Nonetheless, the kids enjoy it, even as Mom and Dad cringe at the hemorrhaging greenbacks. Besides, there’s no Disneyland here to waste our money at. Think of all the money we’re actually, er, saving!
The enclosures seem small, especially compared to the vast Pacific, which is RIGHT THERE.
I wondered if the dolphin and wolphin (the whale-dolphin hybrid born here) jump up and look across the road to the real ocean and plot how to hop across.
There’s the ocean, just beyond the park.
The wholphin looks more or less like a dolphin, except it can jump higher and is a little bit bigger and darker. They’re a cross of a bottlenose dolphin and a false killer whale.
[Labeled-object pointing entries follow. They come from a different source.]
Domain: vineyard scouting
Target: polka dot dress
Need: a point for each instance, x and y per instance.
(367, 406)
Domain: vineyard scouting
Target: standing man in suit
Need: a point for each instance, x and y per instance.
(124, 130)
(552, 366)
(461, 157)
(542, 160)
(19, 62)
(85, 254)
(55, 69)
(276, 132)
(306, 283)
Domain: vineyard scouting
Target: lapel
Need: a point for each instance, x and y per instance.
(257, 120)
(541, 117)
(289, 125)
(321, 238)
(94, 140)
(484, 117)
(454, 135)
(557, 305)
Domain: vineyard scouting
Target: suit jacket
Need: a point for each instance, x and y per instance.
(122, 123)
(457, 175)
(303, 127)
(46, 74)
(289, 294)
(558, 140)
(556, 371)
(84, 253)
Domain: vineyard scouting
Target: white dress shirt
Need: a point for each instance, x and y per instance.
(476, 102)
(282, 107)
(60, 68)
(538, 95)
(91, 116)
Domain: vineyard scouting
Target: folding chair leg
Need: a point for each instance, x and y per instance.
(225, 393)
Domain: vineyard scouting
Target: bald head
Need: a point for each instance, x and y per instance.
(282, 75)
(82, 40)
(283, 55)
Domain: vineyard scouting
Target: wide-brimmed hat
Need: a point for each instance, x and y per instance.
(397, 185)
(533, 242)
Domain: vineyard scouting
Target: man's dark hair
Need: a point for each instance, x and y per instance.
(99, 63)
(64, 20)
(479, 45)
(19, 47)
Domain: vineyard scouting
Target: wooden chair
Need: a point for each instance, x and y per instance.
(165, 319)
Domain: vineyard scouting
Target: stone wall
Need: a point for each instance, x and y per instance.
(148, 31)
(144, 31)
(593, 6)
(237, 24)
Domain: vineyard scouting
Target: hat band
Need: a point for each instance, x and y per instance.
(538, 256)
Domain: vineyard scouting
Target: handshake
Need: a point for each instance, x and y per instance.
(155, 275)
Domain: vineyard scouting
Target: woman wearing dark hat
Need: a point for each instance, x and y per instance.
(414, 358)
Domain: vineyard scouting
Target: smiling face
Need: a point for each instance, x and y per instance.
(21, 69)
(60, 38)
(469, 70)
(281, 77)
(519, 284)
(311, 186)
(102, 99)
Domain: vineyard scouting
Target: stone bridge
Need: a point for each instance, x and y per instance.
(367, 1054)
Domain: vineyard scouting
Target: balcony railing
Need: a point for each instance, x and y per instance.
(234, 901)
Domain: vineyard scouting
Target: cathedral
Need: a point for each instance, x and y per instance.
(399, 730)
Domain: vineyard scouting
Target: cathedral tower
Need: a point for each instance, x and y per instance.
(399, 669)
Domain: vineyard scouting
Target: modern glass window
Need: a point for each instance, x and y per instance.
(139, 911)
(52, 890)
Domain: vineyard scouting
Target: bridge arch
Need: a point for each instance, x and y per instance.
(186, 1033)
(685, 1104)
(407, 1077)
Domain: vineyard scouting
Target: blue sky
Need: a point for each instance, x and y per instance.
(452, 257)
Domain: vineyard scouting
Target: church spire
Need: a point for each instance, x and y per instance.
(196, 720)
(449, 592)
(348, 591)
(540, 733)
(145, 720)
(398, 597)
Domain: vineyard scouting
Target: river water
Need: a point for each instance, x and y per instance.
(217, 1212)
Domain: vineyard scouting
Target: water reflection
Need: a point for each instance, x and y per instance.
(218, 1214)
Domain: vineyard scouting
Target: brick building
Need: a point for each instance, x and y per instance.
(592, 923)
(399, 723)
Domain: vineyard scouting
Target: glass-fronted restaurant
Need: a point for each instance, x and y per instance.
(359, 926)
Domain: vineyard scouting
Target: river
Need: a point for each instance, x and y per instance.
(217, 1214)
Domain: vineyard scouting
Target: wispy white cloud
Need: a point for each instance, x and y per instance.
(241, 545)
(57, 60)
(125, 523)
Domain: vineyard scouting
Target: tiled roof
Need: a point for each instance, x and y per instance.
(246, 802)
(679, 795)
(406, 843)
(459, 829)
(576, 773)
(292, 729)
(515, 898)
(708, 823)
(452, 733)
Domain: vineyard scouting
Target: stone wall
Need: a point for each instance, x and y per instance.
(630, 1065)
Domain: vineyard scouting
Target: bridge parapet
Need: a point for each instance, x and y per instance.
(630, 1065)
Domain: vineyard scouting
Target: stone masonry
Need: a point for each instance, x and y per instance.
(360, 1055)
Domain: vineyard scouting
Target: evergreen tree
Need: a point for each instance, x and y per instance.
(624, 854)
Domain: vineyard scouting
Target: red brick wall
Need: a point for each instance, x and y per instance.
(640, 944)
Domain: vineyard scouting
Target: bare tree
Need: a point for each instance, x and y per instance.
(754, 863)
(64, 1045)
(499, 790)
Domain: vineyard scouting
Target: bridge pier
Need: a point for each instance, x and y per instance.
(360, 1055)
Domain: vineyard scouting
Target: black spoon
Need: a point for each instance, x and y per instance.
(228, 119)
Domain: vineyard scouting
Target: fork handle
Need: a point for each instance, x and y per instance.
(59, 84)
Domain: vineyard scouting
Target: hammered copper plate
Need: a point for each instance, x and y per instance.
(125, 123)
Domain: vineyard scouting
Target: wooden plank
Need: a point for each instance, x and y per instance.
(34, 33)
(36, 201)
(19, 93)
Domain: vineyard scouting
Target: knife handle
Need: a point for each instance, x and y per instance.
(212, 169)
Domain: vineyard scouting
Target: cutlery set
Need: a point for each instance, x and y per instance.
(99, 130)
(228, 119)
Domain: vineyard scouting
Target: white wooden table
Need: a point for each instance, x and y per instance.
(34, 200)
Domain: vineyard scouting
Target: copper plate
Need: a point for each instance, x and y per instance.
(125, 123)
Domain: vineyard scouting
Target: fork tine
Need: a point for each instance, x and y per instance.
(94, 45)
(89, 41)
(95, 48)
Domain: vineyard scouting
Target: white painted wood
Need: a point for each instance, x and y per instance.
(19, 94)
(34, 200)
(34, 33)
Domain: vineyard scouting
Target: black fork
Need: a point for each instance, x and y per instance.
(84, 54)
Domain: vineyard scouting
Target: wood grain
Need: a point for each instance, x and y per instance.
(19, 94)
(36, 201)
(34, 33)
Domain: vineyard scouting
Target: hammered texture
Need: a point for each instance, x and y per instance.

This is a false killer whale, in case you’re interested. They don’t have any at the park as far as I could tell.
We stopped for lunch and saw a dolphin show and did the play area twice and still got through everything in less than two hours.
At 11:35, you can feed the sea turtles. For $2, purchase a cup of greens, celery, and broccoli and toss them in. You must return the paper cup when done.
You can also pay to get in the water with the dolphins for a kiss and a pet. They have many people get in at once to do it. Another option is the dolphin swim, for another $75 on top of the dolphin fee; and the manta ray (or is it sting ray?) interactive experience, which is something I would never want to do, even if the stingers are removed. I am just not into the sting rays.
The sting ray area is pictured below.
Did our kids like it? Kaiya did, most of all. The others were ready to go and were hot and tired by the end. Somehow, most of the breeze gets shunted away right there by walls and concrete and the mountain on one side. Plan to get a Slurpee on the way home.